Expression => [ NegOp ] <Term> { <AddOp> <Term> }
Term =>       <Power> { <MulOp> <Power> }
Power =>      <Factor> [ ^ <Factor> ]
Factor =>     <Numeric> | ( OPENPAREN <Expression> CLOSEPAREN )
Numeric =>    <Float> | <Integer>
NegOp =>      + | - | NOT
AddOp =>      + | - | OR
MulOp =>      * | / | % | AND

I've implemented Left to Right evaluation of expressions, so that, for instance:

5 / 6 / 7

is interpreted as:

(5 / 6) / 7

However, I'm unclear how to apply the NegOp to the Expression. If I have the Expression:

5 - 4 * 3    => -7

and I prefix it with a minus sign, thus:

-5 - 4 * 3

should this be interpreted as:

-(5 - 4 * 3)      => 7

or:

(-5) - 4 * 3      => -17

i.e. Should the NegOp bind tightly to the first Term in the Expression, or apply to the Expression as a whole after evaluation?

1

There are 1 answers

0
rici On

Normally, unary prefix operators are located almost at the top of the operator precedence chain, just below postfix operators. One way to do that would be to add them to what you call Factor:

Factor =>     <Numeric> | OPENPAREN <Expression> CLOSEPAREN | NegOp Factor

That could be written as { NegOp } ( <Numeric> | OPENPAREN <Expression> CLOSEPAREN ) but I feel that using "a repetition of NegOp" inappropriately separates the operator(s) from the operand. Also, some people might be inclined to use a single optional [ NegOp ] instead of arbitrary repetition, but that's seems hard to justify. Is there any good reason to disallow the use of two different unary operators on the same operand? But those are decisions you'll have to make.

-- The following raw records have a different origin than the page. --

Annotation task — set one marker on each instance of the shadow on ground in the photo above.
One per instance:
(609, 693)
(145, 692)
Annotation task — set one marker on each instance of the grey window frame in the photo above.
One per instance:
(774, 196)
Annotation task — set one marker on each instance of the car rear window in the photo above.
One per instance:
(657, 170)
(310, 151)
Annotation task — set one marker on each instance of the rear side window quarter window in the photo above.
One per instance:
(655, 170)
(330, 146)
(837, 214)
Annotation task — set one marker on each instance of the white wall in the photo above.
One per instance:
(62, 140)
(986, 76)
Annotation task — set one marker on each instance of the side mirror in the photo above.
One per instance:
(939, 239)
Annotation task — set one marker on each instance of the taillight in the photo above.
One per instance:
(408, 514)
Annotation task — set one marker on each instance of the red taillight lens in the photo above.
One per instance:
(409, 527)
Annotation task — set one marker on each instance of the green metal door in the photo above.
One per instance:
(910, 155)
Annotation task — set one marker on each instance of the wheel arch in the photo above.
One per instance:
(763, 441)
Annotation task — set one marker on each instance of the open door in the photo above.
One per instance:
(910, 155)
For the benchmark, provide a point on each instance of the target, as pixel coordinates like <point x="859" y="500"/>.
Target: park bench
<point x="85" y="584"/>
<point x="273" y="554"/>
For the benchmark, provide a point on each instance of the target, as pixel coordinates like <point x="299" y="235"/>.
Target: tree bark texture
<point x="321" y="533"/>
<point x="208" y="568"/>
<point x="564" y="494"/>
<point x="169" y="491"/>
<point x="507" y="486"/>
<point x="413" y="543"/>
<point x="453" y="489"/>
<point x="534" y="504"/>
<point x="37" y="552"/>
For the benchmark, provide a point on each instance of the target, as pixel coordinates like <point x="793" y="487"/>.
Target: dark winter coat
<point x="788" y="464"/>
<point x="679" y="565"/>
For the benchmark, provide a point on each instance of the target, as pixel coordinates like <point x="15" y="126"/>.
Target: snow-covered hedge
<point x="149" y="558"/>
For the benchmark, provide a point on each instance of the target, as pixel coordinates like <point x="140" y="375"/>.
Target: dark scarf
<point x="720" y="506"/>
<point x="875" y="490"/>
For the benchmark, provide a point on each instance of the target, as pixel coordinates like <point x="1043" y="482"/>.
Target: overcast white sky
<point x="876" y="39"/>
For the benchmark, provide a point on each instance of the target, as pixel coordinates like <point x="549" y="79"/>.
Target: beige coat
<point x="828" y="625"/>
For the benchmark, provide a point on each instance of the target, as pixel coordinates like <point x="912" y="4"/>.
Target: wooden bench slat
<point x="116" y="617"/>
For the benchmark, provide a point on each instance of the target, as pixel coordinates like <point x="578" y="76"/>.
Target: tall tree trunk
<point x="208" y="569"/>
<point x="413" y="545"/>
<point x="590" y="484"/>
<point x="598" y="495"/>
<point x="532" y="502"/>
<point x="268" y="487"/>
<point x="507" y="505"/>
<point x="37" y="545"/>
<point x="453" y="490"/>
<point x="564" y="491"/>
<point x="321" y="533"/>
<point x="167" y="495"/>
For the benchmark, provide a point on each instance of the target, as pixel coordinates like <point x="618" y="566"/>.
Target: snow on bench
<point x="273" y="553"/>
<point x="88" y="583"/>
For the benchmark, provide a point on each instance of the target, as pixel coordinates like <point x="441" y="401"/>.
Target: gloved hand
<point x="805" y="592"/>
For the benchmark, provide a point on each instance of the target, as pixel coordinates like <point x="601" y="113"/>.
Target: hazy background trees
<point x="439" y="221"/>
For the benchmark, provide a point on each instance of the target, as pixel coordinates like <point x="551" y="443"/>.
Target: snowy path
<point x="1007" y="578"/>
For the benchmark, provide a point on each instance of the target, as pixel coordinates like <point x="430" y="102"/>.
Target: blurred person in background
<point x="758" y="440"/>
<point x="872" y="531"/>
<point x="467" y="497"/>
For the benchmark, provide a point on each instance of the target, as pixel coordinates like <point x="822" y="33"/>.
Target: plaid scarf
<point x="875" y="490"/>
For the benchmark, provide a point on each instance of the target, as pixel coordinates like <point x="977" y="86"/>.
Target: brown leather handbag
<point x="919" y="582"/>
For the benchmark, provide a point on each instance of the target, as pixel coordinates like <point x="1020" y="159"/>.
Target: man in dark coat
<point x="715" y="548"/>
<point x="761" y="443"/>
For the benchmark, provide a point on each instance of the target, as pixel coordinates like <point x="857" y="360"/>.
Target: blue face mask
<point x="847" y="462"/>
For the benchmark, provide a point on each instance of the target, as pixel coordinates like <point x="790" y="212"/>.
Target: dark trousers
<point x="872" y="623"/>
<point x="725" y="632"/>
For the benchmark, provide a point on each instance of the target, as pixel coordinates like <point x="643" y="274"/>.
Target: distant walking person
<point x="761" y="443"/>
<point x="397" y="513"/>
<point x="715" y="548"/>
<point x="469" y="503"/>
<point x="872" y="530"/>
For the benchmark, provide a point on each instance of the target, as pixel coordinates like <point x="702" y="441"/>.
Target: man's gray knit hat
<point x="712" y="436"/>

However, in the specific case of unary minus in combination with exponentiation, it is moderately common but not universal to give exponentiation priority, since you would practically never want -2^20 to mean (-2)^20, which is mathematically the same as 2^20. I'd be inclined to go with the majority view on this, but both decisions are legitimate.

Exponentation itself is usually right-associative, unlike other mathematical operators, again because the other grouping doesn't add anything useful. (a^b)^c is exactly the same as a^(b*c), and would usually be better computed as the second; the expression you normally want is a^(b^c). I don't know of any commonly-used language with exponentiation in which exponentation groups to the left. Your decision to make exponentiation non-grouping also seems to me eccentric. But it's your language.


It's maybe also worth adding that not all prefix operators have naturally high precedence. But it depends on what you mean by "operator".

For example, most languages have constructs like

return x + y
assert i < n

These might look more like "statements" than "prefix operators", but syntactically the difference is minor. It's true that they don't return values, but there are variants which do, such as Python's yield operator.

Also, some languages have constructs like

lambda t: 42 * t         # There are many ways to spell lambda
let t = f(a) in t + 6

These are both bracketed prefix operators (in the same way that the subscript index operator v[i] is a bracketed postfix operator or that the C family's "ternary operator" is really a bracketed infix operator with low precedence. The bracketed part does contain an operand, but it's effectively fully parenthesized so you don't need to worry about it during the parse. So again they are syntactically the same as a prefix operator.

All of these operators are at (or close to) the bottom of the precedence hierarchy; they basically take "the rest of the subexpression" to be their argument. (In other words, the argument continues until terminated with a close parenthesis or whatever passes for a statement delimiter in the language. So if you have those things, your precedence hierarchy will have prefix operators close to both ends of the precedence list. But that's fine. The parse still works.